Complete Regression - Lab

Introduction

By now, you have created all the necessary functions to calculate the slope, intercept, best-fit line, prediction and visualizations. In this lab you will put them all together to run a regression experiment and calculate the model loss.

Objectives

You will be able to:

  • Run a complete regression analysis using python

The formulas

Slope: $\hat m = \dfrac{\overline{x}*\overline{y}-\overline{xy}}{(\overline{x})^2-\overline{x^2}}$

Intercept: $ \hat c = \bar{y} - \hat m\bar{x}$

Prediction: $\hat{y} = \hat mx + \hat c$

R-Squared: $ R^2 = 1- \dfrac{SS_{RES}}{SS_{TOT}} = 1 - \dfrac{\sum_i(y_i - \hat y_i)^2}{\sum_i(y_i - \overline y_i)^2} $

Use the python functions created earlier to implement these formulas to run a regression analysis using x and y as input variables.

# Combine all the functions created so far to run a complete regression experiment. 
# Produce an output similar to the one shown below. 
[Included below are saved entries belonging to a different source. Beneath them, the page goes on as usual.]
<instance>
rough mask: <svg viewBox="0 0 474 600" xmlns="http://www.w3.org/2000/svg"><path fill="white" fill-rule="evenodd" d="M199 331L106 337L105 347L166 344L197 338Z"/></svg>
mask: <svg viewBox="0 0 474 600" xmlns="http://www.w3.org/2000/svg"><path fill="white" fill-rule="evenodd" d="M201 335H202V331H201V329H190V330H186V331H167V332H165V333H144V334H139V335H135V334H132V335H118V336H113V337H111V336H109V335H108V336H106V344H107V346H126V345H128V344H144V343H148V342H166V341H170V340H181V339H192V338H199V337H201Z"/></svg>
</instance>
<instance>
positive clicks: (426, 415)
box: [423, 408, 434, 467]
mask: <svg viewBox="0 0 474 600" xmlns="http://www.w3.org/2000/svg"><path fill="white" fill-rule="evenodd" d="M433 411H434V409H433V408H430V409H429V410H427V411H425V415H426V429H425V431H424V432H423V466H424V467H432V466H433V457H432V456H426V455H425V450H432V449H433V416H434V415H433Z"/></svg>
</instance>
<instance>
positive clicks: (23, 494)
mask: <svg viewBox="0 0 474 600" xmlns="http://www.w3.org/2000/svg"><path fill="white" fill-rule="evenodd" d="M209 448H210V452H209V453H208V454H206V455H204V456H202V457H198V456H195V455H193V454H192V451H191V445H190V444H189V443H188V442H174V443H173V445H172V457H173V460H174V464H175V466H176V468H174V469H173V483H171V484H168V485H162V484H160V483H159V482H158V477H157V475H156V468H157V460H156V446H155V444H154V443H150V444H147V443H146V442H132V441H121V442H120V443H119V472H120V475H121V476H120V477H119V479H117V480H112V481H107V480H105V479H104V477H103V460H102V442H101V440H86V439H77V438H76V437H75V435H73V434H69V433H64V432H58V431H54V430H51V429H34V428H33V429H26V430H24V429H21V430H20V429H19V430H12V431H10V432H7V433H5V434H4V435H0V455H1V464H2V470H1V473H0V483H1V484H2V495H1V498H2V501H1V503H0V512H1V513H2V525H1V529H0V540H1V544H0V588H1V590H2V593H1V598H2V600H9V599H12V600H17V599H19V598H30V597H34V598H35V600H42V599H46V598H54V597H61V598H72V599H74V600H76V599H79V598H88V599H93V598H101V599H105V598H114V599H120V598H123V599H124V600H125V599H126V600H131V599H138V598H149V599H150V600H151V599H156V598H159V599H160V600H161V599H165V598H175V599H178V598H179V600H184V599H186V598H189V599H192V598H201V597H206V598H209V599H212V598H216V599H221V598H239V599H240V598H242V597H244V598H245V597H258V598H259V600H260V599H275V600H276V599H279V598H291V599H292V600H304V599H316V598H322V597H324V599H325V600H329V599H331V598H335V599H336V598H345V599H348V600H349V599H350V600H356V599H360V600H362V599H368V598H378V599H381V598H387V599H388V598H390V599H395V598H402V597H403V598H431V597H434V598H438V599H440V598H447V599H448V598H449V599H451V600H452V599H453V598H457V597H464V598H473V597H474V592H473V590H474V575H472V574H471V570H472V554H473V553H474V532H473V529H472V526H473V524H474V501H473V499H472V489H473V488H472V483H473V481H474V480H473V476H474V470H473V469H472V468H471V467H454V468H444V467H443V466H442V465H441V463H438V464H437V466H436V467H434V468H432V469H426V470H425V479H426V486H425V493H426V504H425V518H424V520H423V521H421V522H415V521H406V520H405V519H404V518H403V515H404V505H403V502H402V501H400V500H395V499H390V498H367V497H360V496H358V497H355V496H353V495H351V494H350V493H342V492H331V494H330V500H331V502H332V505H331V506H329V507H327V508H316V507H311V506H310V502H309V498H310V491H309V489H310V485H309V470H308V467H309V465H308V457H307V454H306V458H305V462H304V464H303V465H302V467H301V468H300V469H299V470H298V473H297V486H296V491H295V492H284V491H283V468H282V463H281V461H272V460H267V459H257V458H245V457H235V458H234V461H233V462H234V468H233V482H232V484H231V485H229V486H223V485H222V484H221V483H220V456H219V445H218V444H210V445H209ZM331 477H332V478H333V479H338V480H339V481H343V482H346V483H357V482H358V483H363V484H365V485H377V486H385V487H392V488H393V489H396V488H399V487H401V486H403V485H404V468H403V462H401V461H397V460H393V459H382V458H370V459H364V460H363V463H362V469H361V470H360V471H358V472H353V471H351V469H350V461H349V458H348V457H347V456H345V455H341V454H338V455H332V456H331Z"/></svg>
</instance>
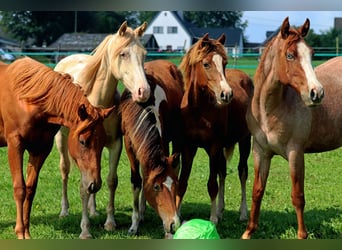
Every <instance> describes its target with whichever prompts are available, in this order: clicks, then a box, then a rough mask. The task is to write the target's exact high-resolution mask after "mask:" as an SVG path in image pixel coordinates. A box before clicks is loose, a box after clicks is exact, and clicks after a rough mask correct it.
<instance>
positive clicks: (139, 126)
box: [120, 60, 183, 238]
mask: <svg viewBox="0 0 342 250" xmlns="http://www.w3.org/2000/svg"><path fill="white" fill-rule="evenodd" d="M144 67H145V71H146V77H147V80H148V82H149V83H150V86H151V90H152V93H151V97H150V99H149V100H148V101H147V102H146V103H143V104H140V103H136V102H134V101H133V100H132V98H131V95H130V93H129V92H128V91H127V90H126V91H125V92H124V93H123V95H122V101H121V104H120V111H121V116H122V130H123V134H124V141H125V147H126V152H127V155H128V159H129V161H130V165H131V182H132V191H133V214H132V225H131V227H130V229H129V231H128V233H129V234H136V233H137V231H138V227H139V223H140V221H141V220H142V219H143V215H144V211H145V203H146V200H147V201H148V203H149V204H150V205H151V206H152V207H153V208H154V209H155V211H156V212H157V213H158V214H159V216H160V217H161V219H162V221H163V225H164V231H165V236H166V237H167V238H168V237H169V236H170V235H171V234H174V233H175V231H176V230H177V228H178V227H179V226H180V219H179V216H178V211H177V208H176V191H177V185H178V177H177V175H178V167H179V153H180V142H181V140H180V139H181V138H180V134H179V133H178V132H179V126H180V123H179V120H180V112H179V107H180V102H181V99H182V96H183V79H182V75H181V73H180V72H179V71H178V69H177V66H176V65H174V64H172V63H170V62H168V61H164V60H155V61H151V62H147V63H145V66H144ZM170 142H172V148H173V152H174V153H173V154H172V156H171V157H168V155H169V143H170ZM139 163H140V164H141V172H142V176H143V179H142V178H141V176H140V170H139ZM142 186H143V194H142V195H141V199H140V204H139V195H140V192H141V187H142ZM145 199H146V200H145Z"/></svg>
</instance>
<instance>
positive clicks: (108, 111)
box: [101, 106, 116, 119]
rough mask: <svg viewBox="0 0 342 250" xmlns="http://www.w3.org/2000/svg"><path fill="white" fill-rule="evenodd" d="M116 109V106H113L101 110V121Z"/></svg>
mask: <svg viewBox="0 0 342 250" xmlns="http://www.w3.org/2000/svg"><path fill="white" fill-rule="evenodd" d="M115 108H116V106H113V107H111V108H106V109H101V117H102V118H103V119H105V118H107V117H108V116H109V115H110V114H111V113H112V112H113V111H114V109H115Z"/></svg>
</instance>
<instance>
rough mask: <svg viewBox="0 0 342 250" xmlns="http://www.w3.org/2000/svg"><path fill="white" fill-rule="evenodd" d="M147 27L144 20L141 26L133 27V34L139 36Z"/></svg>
mask: <svg viewBox="0 0 342 250" xmlns="http://www.w3.org/2000/svg"><path fill="white" fill-rule="evenodd" d="M146 28H147V22H144V23H143V24H142V25H141V26H139V27H138V28H136V29H135V31H134V32H135V34H137V35H138V36H139V37H141V36H142V35H143V34H144V32H145V31H146Z"/></svg>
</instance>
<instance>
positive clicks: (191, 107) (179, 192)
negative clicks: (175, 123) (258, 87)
mask: <svg viewBox="0 0 342 250" xmlns="http://www.w3.org/2000/svg"><path fill="white" fill-rule="evenodd" d="M224 41H225V36H224V35H222V36H221V37H220V38H218V39H217V40H215V39H210V38H209V37H208V34H206V35H204V36H203V37H202V38H201V39H199V41H197V43H196V44H194V45H193V46H192V47H191V48H190V50H189V51H188V53H187V54H186V55H185V56H184V58H183V60H182V62H181V64H180V66H179V67H180V69H181V71H182V72H183V75H184V85H185V87H184V89H185V93H184V96H183V99H182V103H181V115H182V120H183V123H184V140H185V142H184V144H183V150H182V167H181V173H180V177H179V194H178V196H177V207H178V208H179V209H180V203H181V201H182V198H183V196H184V194H185V191H186V188H187V185H188V178H189V176H190V172H191V167H192V162H193V159H194V156H195V154H196V151H197V148H198V147H201V148H204V149H205V151H206V152H207V154H208V156H209V165H210V175H209V180H208V183H207V188H208V193H209V196H210V199H211V212H210V220H211V221H212V222H213V223H217V222H218V219H219V218H220V217H222V213H223V210H224V205H225V204H224V185H225V178H226V169H227V166H226V161H227V160H229V159H230V158H231V156H232V154H233V151H234V146H235V144H236V143H238V144H239V150H240V161H239V165H238V170H239V178H240V183H241V192H242V193H241V205H240V220H247V204H246V180H247V176H248V166H247V159H248V157H249V154H250V147H251V136H250V132H249V130H248V128H247V123H246V120H245V114H246V112H247V106H248V105H249V103H250V100H251V97H252V94H253V84H252V81H251V79H250V78H249V77H248V76H247V75H246V74H245V73H243V72H242V71H239V70H226V71H225V67H226V64H227V60H228V59H227V55H226V52H225V49H224V46H223V44H224ZM233 93H234V98H233ZM217 176H218V177H219V185H218V183H217ZM217 195H218V202H217V201H216V199H217Z"/></svg>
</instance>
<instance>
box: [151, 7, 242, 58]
mask: <svg viewBox="0 0 342 250" xmlns="http://www.w3.org/2000/svg"><path fill="white" fill-rule="evenodd" d="M206 33H209V36H210V37H211V38H218V37H219V36H220V35H221V34H222V33H224V34H225V35H226V42H225V47H226V49H227V51H228V52H229V53H231V54H232V55H233V56H234V54H239V53H242V52H243V33H242V30H241V29H240V28H234V27H223V28H201V27H196V26H194V25H193V24H191V23H188V22H186V21H185V20H184V19H183V12H182V11H160V12H158V13H157V15H156V16H155V17H154V18H153V19H152V21H151V22H150V24H149V25H148V27H147V29H146V32H145V34H153V35H154V37H155V39H156V41H157V43H158V45H159V49H160V50H162V51H163V50H167V51H175V50H176V51H177V50H185V51H186V50H188V49H189V48H190V47H191V45H192V44H194V43H195V42H196V41H197V40H198V39H199V38H201V37H202V36H203V35H204V34H206Z"/></svg>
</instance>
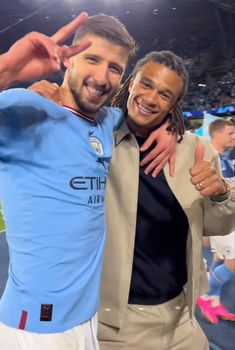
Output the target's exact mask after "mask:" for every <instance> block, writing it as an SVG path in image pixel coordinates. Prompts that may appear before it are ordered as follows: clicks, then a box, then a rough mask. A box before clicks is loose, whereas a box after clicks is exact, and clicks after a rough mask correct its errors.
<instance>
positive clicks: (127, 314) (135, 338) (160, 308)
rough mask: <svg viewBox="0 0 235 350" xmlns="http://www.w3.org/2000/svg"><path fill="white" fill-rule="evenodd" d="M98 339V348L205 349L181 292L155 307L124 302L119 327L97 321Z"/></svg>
mask: <svg viewBox="0 0 235 350" xmlns="http://www.w3.org/2000/svg"><path fill="white" fill-rule="evenodd" d="M98 340H99V344H100V349H101V350H117V349H120V350H209V345H208V341H207V338H206V336H205V334H204V333H203V331H202V330H201V328H200V326H199V324H198V323H197V321H196V320H193V322H192V321H191V320H190V319H189V313H188V308H187V307H186V305H185V297H184V293H181V294H180V295H179V296H178V297H176V298H174V299H172V300H170V301H168V302H166V303H163V304H161V305H157V306H149V305H147V306H146V305H128V308H127V313H126V317H125V321H124V323H123V326H122V328H121V329H118V328H114V327H110V326H109V325H106V324H102V323H99V325H98Z"/></svg>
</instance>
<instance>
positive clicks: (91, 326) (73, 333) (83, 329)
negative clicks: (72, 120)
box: [0, 315, 99, 350]
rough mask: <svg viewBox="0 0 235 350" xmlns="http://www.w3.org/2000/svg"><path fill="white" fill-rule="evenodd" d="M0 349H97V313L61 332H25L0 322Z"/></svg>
mask: <svg viewBox="0 0 235 350" xmlns="http://www.w3.org/2000/svg"><path fill="white" fill-rule="evenodd" d="M0 349H1V350H99V345H98V341H97V315H96V316H94V317H93V318H92V319H91V320H90V321H88V322H86V323H83V324H81V325H79V326H77V327H74V328H72V329H69V330H68V331H65V332H63V333H53V334H39V333H31V332H26V331H23V330H20V329H15V328H11V327H7V326H5V325H4V324H3V323H0Z"/></svg>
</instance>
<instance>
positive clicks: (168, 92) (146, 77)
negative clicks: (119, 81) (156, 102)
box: [141, 77, 174, 98]
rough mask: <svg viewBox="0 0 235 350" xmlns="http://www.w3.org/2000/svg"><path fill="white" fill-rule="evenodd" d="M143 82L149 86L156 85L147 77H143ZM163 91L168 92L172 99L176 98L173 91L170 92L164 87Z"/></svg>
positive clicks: (169, 91) (167, 92)
mask: <svg viewBox="0 0 235 350" xmlns="http://www.w3.org/2000/svg"><path fill="white" fill-rule="evenodd" d="M141 80H142V81H144V82H147V83H149V84H151V85H154V82H153V80H152V79H149V78H147V77H142V79H141ZM161 91H164V92H167V93H168V94H169V95H170V96H171V98H173V97H174V95H173V92H172V91H171V90H169V89H166V88H164V87H163V88H162V89H161Z"/></svg>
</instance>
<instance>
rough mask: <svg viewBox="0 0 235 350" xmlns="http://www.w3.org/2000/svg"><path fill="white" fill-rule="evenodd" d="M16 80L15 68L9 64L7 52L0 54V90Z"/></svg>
mask: <svg viewBox="0 0 235 350" xmlns="http://www.w3.org/2000/svg"><path fill="white" fill-rule="evenodd" d="M16 81H17V75H16V73H15V69H12V68H11V67H10V65H9V59H8V54H7V53H4V54H2V55H0V91H2V90H4V89H6V88H8V87H9V86H10V85H12V84H14V83H15V82H16Z"/></svg>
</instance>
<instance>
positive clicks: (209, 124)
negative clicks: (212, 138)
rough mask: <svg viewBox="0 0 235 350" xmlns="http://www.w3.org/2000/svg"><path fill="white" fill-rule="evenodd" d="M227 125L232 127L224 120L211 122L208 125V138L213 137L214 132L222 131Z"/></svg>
mask: <svg viewBox="0 0 235 350" xmlns="http://www.w3.org/2000/svg"><path fill="white" fill-rule="evenodd" d="M227 125H229V126H234V124H233V122H231V121H230V120H225V119H216V120H214V121H213V122H211V123H210V124H209V130H208V131H209V135H210V137H212V136H213V134H214V132H216V131H221V130H223V129H224V128H225V126H227Z"/></svg>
X = np.array([1,2,3,4,5,6,7,8,9,10], dtype=np.float64)
Y = np.array([7,7,8,9,9,10,10,11,11,12], dtype=np.float64)
# Basic Regression Diagnostics
# ----------------------------
# Slope: 0.56
# Y-Intercept: 6.33
# R-Squared: 0.97
# ----------------------------
# Model: Y = 0.56 * X + 6.33
Basic Regression Diagnostics
----------------------------
Slope: 0.56
Y-Intercept: 6.33
R-Squared: 0.97
----------------------------
Model: Y = 0.56 * X + 6.33

png

Make Predictions

Predict and plot the value of y using regression line above for a new value of $x = 4.5$.

# Make prediction for x = 4.5 and visualize on the scatter plot

png

Level up - Optional

Load the "heightweight.csv" dataset. Use the height as an independent and weight as a dependent variable and draw a regression line to data using your code above. Calculate your R-Squared value for the model and try to predict new values of y.

Summary

In this lab, we ran a complete simple regression analysis experiment using functions created so far. Next up, you'll learn how you can use python's built-in modules to perform similar analyses with a much higher level of sophistication.